Il quarto, il quinto ed il sesto motivo, aventi tutti ad oggetto la questione dell’interruzione della prescrizione, sono connessi e possono essere esaminati congiuntamente.

Essi sono fondati.

La sentenza impugnata non è infatti conforme al principio di diritto affermato da questa Corte (ed al quale va data continuità nella presente sede) secondo cui “poichè nel nostro ordinamento le eccezioni in senso stretto, cioè quelle rilevabili soltanto ad istanza di parte, si identificano o in quelle per le quali la legge espressamente riservi il potere di rilevazione alla parte o in quelle in cui il fatto integratore dell’eccezione corrisponde all’esercizio di un diritto potestativo azionabile in giudizio da parte del titolare e, quindi, per svolgere l’efficacia modificativa, impeditiva od estintiva di un rapporto giuridico suppone il tramite di una manifestazione di volontà della parte (da sola o realizzabile attraverso un accertamento giudiziale), l’eccezione di interruzione della prescrizione integra un’eccezione in senso lato e non in senso stretto e, pertanto, può essere rilevata d’ufficio dal giudice sulla base di elementi probatori ritualmente acquisiti agli atti, dovendosi escludere, altresì, che la rilevabilità ad istanza di parte possa giustificarsi in ragione della (normale) rilevabilità soltanto ad istanza di parte dell’eccezione di prescrizione, giacchè non ha fondamento di diritto positivo assimilare al regime di rilevazione di una eccezione in senso stretto quello di una controeccezione, qual è l’interruzione della prescrizione” (cfr. Cass., Sez. U, Sentenza n. 15661 del 27/07/2005, Rv. 583491 – 01; conf.: Sez. L, Sentenza n. 2035 del 30/01/2006, Rv. 587230 – 01; Sez. 3, Sentenza n. 5490 del 14/03/2006, Rv. 588362 – 01; Sez. L, Sentenza n. 18250 del 12/08/2009, Rv. 609561 – 01; Sez. L, Sentenza n. 16542 del 14/07/2010, Rv. 614525 – 01; Sez. U, Ordinanza interlocutoria n. 10531 del 07/05/2013, Rv. 626194 – 01; Sez. 3, Sentenza n. 18602 del 05/08/2013, Rv. 627483 – 01; Sez. 3, Sentenza n. 13335 del 30/06/2015, Rv. 635919 – 01).
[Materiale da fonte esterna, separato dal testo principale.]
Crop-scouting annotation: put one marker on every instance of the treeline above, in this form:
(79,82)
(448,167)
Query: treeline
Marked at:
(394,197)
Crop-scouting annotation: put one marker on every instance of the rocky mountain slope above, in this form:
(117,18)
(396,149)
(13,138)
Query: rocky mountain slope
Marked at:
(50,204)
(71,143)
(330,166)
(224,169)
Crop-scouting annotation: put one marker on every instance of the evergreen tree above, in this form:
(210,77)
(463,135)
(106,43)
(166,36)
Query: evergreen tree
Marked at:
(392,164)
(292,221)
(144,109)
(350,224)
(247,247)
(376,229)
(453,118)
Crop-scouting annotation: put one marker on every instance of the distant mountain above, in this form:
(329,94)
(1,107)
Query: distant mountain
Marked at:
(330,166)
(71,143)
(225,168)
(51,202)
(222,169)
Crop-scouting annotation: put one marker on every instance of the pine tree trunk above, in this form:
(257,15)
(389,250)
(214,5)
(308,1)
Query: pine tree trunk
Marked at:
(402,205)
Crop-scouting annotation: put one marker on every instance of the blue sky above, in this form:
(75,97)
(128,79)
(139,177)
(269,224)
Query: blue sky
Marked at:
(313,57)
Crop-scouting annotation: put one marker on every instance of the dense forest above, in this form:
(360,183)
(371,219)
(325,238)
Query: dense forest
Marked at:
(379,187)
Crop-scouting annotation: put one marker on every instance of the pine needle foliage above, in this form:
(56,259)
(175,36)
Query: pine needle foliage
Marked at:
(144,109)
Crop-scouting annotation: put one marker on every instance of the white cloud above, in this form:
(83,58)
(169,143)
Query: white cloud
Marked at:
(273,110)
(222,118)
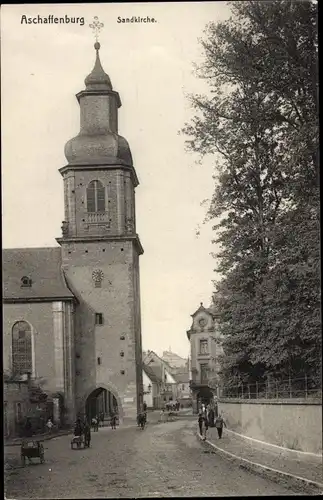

Nella specie, sulla base del principio di diritto contrario a quello appena esposto, la corte di appello ha invece ritenuto di non poter rilevare di ufficio l’eventuale interruzione della prescrizione, così omettendo di valutare in concreto l’efficacia sotto tale profilo della diffida inviata dalla ricorrente al Ministero con lettera raccomandata spedita il 29 novembre 2003 e ricevuta in data 1 dicembre 2003.

Poichè il documento risulta certamente acquisito agli atti, la corte avrebbe dovuto valutarne in concreto l’eventuale efficacia interruttiva della prescrizione del diritto fatto valere in giudizio.

La sentenza impugnata va dunque per tale aspetto cassata, e all’esame del suddetto documento (così come all’esame del merito della domanda risarcitoria, laddove si dovesse ritenere validamente interrotta la prescrizione) dovrà provvedersi in sede di rinvio.

5. Con il settimo motivo si denunzia “Violazione e falsa applicazione degli artt. 112 e 116 c.p.c. (art. 360 c.p.c., n. 3)”. Il motivo – attinente alla questione della responsabilità del Ministero – resta assorbito in conseguenza dell’accoglimento dei precedenti.

6. Sono accolti, per quanto di ragione, il quarto, il quinto ed il sesto motivo del ricorso, rigettati i primi tre, assorbito il settimo.

La sentenza impugnata è cassata in relazione, con rinvio alla Corte di Appello di Palermo, in diversa composizione, anche per le spese del giudizio di legittimità.

PQM

 

La Corte:

accoglie, per quanto di ragione, il quarto, il quinto ed il sesto motivo del ricorso, rigetta i primi tre e dichiara assorbito il settimo; cassa in relazione la sentenza impugnata, con rinvio alla Corte di Appello di Palermo, in diversa composizione, anche per le spese del giudizio di legittimità.

Motivazione semplificata.

Così deciso in Roma, il 26 giugno 2017.